I believe there are three primary risks to my thesis on SRCL. 1) PCS business is a new adjacent market for SRCL but unrelated directly to medical waste management. The company may be unsuccessful in its attempts to profitably integrate operations and then upsell PCS to its customer base. 2) Multiples could compress from premium levels if growth abroad (or with PCS) fails to materialize.
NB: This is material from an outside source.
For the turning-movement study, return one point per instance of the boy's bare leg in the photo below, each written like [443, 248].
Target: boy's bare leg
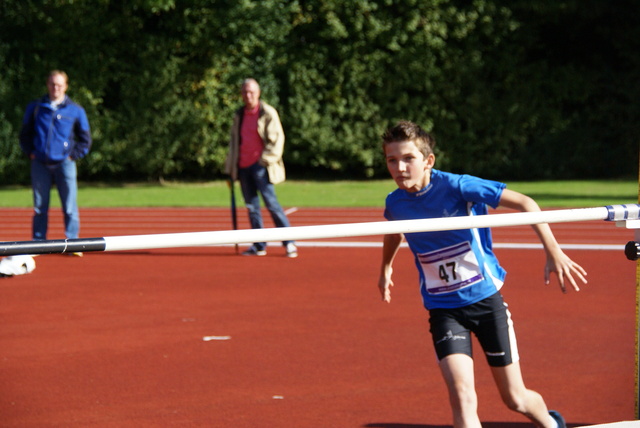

SRCL is targeting SQ business in Europe for margin expansion and top-line growth, and not executing on this strategy would likely see multiples fall. 3) In the intermediate-term, margin directionality is relatively neutral for SRCL. There are signs of saturation domestically as the company has acquired lower margin business in recent years. Further down the income statement, net margins have minor tailwinds in coming years. Probable future debt issuances will offset some benefits of gross margin expansion and SG&A leverage.

Wrapping It Up

SRCL is the kind of company where you look at a historical 10y chart and kick yourself for not having the foresight to have initiated a position previously. The question then becomes is now too late and is the model sustainable for years to come? I believe the answer is undoubtedly yes since the company is undertaking a proven strategy abroad, complemented by a middle innings opportunity domestically. While I believe shares are worth $151 through FY14, holding onto SRCL could result in far greater returns for those with such patience.